I have a triangle in $3D$ space, with $2$ points defined (lets call them $A(x_1, y_1, z_1)$ and $B(x_2, y_2, z_2)$) and distances to the $3^{rd}$ point known (lets call it $C(x_3, y_3, z_3$)) as well as the $z_3$ known.
I need to make a universal formula to find $C$, given coordinates of $A$ and $B$ and the distances $AC$ and $BC$. I can calculate the coordinates for specific points, but I cant wrap my head around creating a universal formula for it.
Move all points by $-(x_1,y_1,z_1)$ and solve the system
$$\begin{cases}x^2+y^2=d_{13}^2-z_3^2 \\(x-x_2)^2+(y-y_2)^2=d_{23}^2-(z_3-z_2)^2.\end{cases}$$
By subtraction, the second equation becomes linear in $x,y$:
$$-2x_2x-2y_2y+x_2^2+y_2^2=d_{23}^2-(z_3-z_2)^2-d_{13}^2+z_3^2.$$
Now express $y$ in terms of $x$, plug in the first equation and solve the quadratic equation in $x$.
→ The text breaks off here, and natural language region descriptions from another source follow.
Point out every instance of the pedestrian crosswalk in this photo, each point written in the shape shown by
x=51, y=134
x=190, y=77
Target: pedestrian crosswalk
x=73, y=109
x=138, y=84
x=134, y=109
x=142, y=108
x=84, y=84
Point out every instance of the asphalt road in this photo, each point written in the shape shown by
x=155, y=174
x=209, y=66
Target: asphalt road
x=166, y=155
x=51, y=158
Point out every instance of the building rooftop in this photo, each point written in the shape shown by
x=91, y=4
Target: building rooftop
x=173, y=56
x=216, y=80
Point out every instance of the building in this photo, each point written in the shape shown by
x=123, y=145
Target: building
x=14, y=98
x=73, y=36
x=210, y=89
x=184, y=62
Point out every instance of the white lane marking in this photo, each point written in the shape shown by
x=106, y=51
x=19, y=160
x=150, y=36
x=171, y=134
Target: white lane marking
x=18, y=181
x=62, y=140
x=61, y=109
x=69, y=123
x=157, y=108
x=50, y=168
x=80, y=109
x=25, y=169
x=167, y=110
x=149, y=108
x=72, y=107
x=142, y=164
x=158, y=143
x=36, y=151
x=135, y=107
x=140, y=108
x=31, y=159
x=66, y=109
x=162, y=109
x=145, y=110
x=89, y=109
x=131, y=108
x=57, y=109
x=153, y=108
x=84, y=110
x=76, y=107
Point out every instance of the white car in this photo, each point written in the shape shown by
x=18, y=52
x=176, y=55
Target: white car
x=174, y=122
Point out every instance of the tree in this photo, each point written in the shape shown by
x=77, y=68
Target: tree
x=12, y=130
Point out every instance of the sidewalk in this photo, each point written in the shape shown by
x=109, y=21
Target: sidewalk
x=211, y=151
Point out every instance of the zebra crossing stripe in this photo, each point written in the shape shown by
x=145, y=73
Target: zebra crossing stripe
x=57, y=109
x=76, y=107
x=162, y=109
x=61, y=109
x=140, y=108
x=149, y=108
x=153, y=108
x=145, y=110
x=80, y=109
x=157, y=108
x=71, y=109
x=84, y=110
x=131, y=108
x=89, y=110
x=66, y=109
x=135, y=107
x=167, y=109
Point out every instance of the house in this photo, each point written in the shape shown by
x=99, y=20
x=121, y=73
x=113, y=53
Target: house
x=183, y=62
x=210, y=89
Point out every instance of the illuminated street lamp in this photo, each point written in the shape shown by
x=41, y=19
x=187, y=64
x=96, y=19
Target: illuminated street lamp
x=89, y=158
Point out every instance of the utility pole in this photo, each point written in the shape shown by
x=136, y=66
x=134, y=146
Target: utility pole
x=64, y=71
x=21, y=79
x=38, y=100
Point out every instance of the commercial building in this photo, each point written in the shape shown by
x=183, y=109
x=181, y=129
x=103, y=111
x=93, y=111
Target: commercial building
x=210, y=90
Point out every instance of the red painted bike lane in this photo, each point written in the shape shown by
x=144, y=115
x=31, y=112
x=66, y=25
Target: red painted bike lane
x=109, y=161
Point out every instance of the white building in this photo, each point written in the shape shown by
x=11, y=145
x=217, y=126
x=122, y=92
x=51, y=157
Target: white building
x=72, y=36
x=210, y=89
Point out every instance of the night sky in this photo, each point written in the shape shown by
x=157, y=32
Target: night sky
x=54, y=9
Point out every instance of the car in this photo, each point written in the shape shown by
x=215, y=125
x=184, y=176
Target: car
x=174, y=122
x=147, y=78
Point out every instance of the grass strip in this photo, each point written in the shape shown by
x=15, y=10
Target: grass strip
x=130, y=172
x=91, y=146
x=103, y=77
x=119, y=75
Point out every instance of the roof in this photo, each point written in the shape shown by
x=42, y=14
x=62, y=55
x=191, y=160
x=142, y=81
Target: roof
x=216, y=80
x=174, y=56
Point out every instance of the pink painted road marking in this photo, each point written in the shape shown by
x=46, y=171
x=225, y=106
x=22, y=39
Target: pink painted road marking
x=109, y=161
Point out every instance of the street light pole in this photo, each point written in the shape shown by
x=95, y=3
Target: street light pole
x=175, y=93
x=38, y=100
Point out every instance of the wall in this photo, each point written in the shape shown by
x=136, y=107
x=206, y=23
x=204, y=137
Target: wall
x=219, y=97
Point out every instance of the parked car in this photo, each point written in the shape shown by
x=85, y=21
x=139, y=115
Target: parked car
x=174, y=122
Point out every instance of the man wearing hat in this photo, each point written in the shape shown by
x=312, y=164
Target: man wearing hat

You can get a more elegant solution as follows:
consider the intersection of the spheres centered at $A$ and $B$ by the plane $z=z_3$ and you get a planar problem: intersect two circles of known centers and radii;
translate the first center to the origin, then rotate so that the second center comes on $x$; now the equations are
$$\begin{cases}x^2+y^2=r_1^2,\\(x-d)^2+y^2=r_2^2.\end{cases}$$
By subtraction, you get a linear equation in $x$. From $x$ you get two $y$. Apply the inverse rotation and translation.
$$x=\frac{d^2-r_2^2+r_1^2}{2d},y=\pm\sqrt{r_1^2-x^2}.$$